Your stir fry recipes
I want them. I want them all. If you have a stir-fry recipe you love, please post it. I don't care what's in it. It doesn't have to be considered traditional. We joined a CSA this spring, which means LOTS of vegetables of all types will be arriving shortly. Vegetables good. All types of protein welcome; we are not vegetarians, just trying to eat healthy and love it at the same time. Thank you!
honestly, the best thing i've found is to just take every single thing in your cabinet that is typically used in asian cooking and mix it together into a sauce you add toward the end of the stir fry. in my cabinets this consists of: soy sauce/braggs, dried lemongrass,powdered ginger, a little honey or other sweetener, toasted sesame oil, maybe some ponzu sauce or hoisin sauce, a dash of mirin and a drizzle of sriracha at the end along with some thin sliced scallions....i'm sure i'm forgetting something but you get the idea. start the stir fry with minced garlic, fresh ginger, onions and fry before adding your other veg. if you want a thicker sauce, push the food you've been stirfrying off to the side in the wok, then add the sauce along with a little cornstarch and whisk together before mixing it up with the rest of the ingredients. a heaping spoonful of peanut butter is also nice instead of the cornstarch for something different and as a thickener, just make sure you have enough of the other ingredients to thin it out. it's different every time but always delish. i like to fry the veggies in peanut oil.

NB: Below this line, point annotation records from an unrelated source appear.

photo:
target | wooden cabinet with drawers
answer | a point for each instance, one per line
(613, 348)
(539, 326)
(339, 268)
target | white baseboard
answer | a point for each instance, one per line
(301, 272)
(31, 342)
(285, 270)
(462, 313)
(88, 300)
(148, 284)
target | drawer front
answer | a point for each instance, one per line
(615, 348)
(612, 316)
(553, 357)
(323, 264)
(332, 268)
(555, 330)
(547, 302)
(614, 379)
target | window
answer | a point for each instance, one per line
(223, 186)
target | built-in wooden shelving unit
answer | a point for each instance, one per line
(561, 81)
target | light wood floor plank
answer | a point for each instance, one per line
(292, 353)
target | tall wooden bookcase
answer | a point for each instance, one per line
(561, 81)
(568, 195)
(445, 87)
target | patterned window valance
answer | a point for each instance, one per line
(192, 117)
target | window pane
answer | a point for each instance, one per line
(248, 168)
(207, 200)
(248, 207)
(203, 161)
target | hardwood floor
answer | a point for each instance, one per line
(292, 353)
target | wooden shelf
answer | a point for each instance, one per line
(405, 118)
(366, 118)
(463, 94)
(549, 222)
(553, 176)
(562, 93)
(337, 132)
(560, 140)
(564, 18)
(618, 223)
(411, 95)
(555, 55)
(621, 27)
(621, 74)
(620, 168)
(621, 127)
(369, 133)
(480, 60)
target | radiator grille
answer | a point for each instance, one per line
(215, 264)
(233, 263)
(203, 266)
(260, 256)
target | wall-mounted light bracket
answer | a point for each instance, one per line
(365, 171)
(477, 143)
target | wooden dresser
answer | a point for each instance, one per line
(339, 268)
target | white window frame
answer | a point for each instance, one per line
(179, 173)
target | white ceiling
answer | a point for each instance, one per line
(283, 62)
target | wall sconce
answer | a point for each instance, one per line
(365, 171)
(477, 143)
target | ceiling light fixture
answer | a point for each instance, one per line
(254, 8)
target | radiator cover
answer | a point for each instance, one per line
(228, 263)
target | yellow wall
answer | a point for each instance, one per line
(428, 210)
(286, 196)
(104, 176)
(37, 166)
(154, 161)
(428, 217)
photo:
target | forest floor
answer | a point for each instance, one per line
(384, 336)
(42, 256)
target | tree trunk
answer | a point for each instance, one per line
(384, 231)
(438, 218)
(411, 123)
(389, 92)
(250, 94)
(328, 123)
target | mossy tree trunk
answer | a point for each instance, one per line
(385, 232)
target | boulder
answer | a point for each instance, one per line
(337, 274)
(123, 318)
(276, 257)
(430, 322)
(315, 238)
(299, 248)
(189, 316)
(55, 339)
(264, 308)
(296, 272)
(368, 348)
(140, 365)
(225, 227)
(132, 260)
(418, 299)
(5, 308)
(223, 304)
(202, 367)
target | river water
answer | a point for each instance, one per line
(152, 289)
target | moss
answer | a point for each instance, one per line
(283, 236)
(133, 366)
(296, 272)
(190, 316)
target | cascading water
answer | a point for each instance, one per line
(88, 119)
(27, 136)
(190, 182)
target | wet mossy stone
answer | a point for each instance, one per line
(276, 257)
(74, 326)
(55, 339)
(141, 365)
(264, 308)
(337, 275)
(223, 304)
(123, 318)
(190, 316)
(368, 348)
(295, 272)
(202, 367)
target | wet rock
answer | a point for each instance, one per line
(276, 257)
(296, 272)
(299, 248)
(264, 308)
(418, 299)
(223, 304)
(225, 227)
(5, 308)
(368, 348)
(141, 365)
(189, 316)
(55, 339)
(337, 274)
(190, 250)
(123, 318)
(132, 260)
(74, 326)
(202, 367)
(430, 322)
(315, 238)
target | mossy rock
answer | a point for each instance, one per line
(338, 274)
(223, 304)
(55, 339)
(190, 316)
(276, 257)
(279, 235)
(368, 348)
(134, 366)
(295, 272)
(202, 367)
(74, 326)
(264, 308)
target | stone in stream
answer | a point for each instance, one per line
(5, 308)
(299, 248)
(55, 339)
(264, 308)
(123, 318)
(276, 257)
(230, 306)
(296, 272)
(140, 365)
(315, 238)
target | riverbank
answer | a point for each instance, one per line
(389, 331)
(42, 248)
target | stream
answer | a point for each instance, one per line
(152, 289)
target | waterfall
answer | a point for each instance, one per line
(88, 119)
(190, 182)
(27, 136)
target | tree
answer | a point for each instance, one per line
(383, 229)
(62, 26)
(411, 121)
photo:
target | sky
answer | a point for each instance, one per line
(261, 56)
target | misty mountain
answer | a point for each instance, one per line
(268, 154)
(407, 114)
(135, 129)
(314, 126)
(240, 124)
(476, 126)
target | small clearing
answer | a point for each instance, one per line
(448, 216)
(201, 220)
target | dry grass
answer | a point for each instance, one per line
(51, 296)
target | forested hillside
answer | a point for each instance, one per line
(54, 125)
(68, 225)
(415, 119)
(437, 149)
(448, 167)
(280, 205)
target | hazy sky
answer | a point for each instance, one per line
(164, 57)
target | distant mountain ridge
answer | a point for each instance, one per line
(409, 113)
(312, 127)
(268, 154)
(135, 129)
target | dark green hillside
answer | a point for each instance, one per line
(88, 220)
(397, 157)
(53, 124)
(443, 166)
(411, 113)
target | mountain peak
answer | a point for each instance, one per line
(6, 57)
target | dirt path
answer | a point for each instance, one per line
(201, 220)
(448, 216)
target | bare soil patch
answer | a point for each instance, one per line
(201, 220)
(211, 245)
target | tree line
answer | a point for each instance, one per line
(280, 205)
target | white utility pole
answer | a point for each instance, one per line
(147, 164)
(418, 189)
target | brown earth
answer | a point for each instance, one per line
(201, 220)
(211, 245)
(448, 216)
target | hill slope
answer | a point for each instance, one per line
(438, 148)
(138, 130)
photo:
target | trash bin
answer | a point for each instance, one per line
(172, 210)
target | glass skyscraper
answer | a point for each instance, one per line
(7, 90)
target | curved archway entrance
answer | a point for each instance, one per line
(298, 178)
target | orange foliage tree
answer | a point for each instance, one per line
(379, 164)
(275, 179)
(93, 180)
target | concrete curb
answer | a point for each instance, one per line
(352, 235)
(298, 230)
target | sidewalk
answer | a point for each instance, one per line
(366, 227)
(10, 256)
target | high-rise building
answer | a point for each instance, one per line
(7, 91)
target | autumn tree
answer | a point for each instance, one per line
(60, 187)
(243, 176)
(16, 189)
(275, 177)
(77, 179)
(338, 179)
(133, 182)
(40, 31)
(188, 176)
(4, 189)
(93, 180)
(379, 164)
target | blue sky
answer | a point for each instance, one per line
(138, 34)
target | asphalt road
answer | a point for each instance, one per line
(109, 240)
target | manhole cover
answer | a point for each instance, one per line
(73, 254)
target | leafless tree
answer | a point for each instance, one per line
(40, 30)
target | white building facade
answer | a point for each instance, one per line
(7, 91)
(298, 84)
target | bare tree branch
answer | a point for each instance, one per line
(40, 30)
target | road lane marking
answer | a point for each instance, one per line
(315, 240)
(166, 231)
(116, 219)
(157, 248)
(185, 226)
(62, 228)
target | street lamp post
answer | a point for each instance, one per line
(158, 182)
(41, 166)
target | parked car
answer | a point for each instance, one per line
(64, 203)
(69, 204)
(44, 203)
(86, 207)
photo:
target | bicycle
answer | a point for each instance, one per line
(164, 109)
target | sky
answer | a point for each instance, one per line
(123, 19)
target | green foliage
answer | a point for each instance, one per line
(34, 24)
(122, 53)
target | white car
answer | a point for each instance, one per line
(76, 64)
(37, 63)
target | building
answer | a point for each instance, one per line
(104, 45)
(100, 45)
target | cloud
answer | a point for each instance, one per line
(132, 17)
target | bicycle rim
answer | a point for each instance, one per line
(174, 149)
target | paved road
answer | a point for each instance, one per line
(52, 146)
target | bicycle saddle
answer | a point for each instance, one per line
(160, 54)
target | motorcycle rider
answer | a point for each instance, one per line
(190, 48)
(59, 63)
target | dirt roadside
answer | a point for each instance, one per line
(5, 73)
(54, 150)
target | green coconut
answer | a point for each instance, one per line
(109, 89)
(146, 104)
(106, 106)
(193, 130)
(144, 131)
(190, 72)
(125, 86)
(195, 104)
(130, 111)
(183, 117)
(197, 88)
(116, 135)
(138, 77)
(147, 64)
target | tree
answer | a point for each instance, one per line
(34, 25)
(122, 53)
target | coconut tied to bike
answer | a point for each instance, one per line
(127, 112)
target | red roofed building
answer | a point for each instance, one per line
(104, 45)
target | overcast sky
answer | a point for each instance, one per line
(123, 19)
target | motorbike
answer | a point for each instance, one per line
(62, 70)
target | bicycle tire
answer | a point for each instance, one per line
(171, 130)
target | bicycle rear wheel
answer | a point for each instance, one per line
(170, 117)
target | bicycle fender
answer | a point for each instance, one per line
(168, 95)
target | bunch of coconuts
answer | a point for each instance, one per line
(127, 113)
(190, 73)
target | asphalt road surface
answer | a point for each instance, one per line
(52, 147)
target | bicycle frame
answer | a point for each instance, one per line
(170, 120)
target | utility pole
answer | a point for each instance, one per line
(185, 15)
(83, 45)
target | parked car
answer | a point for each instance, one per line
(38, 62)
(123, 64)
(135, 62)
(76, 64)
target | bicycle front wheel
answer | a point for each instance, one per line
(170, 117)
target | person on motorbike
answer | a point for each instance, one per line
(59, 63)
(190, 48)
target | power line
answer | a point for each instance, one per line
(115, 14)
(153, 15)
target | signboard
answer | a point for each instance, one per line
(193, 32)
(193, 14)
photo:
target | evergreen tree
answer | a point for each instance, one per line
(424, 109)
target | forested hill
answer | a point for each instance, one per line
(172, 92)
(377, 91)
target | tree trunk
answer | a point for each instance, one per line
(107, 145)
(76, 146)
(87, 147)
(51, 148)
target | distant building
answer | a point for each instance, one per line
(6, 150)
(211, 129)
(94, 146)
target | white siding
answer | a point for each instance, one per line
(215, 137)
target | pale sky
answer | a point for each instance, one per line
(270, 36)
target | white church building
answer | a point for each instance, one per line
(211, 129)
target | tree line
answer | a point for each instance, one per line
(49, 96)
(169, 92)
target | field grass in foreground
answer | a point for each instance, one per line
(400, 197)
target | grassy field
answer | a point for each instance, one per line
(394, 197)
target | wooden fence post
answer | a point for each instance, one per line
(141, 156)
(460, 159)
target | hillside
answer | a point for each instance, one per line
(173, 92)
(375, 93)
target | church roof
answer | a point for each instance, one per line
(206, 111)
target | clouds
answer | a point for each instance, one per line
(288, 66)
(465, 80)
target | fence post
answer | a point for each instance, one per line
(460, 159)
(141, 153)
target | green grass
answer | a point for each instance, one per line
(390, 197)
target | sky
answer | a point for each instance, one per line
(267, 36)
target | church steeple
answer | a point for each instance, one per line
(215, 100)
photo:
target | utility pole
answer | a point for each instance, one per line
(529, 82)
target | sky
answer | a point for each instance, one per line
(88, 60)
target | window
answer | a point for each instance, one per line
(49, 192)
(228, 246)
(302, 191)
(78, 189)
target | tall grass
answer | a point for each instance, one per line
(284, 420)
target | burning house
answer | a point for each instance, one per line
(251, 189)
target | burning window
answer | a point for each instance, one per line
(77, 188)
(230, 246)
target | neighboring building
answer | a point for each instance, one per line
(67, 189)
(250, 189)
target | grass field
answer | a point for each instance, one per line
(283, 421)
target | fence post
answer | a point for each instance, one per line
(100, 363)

as for the actual food....with this type of stir fry, you could really do most veg and any type of protein. my basics are broccoli, shiitake mushrooms, snow peas and red peppers (along with the onion and scallions and garlic...but those are seasonings really), sometimes carrots or spinach or kale or bok choy or chinese broccoli.... i'm a vegetarian and i don't eat soy but i used to do it with fried squares of tofu. but like i said, something like this, you could do anything, i'm sure it would be great with chicken or beef or whatever (maybe not fish, but probably fine with shrimp...i don't know...). the only thing i wouldn't put in it would be starchy veg (potatoes etc) or tomatoes, although potatoes are good in the peanut version (reminiscent of mussaman curry).
edit for stir fry trick: obviously add your veg in the order they need to be cooked (broccoli cooks much longer than peppers) but if you find they're still too crunchy for your liking (like if your broccoli still isn't a bright green but your onions are browning too much), before you add the sauce, add a tablespoon or two of water to the pot, cover for a minute, then take the cover off and let any remaining water steam off before doing your sauce. the veg will steam in the pot.
I'm sure I'm inviting a lot of grief for this...but I can take it! When I don't feel like making my own asian marinade ie chopping garlic, grating ginger, etc. I find that Soy Vey is the closest I come to homemade.
There are several different varieties, the original is my favorite.
It's a semi-sweet sauce with sesame seeds in it, lots of garlic and ginger.
you can find it in your regular grocery store. It is in a glass bottle with a blue and white label. If they don't have it, ask, they will probably order it for you as it is a large brand.
I marinate my protein (chicken, steak, shrimp, or tofu) before hand in the sauce. cook the protein in a wok, add the veggies to cook (detailed directions from snicker above will help immensly), adding more Soy Vey at the end to flavor.
It's easy and delicious.
I recently tried a recipe for Garden Vegtetable Stir-fry with Tofu and Brown Rice in the August 2000 issue of Cooking Light. It is on this website
I make it with brocolli instead of zucchini due to the winter prices of zukes and I haven't added the cilantro. We don't eat tofu so I just skip that ingredient. Oyster sauce is key to the success of this dish but you can use whatever vegetables you want altho my family loves the sliced water chestnuts. Since I don't have a wok and frequently overcook some of the vegetables in stir-fries, I put vegetables into the serving bowl as they are cooked and then put the whole batch back in the pan when the sauce is added. This recipe makes a large amount.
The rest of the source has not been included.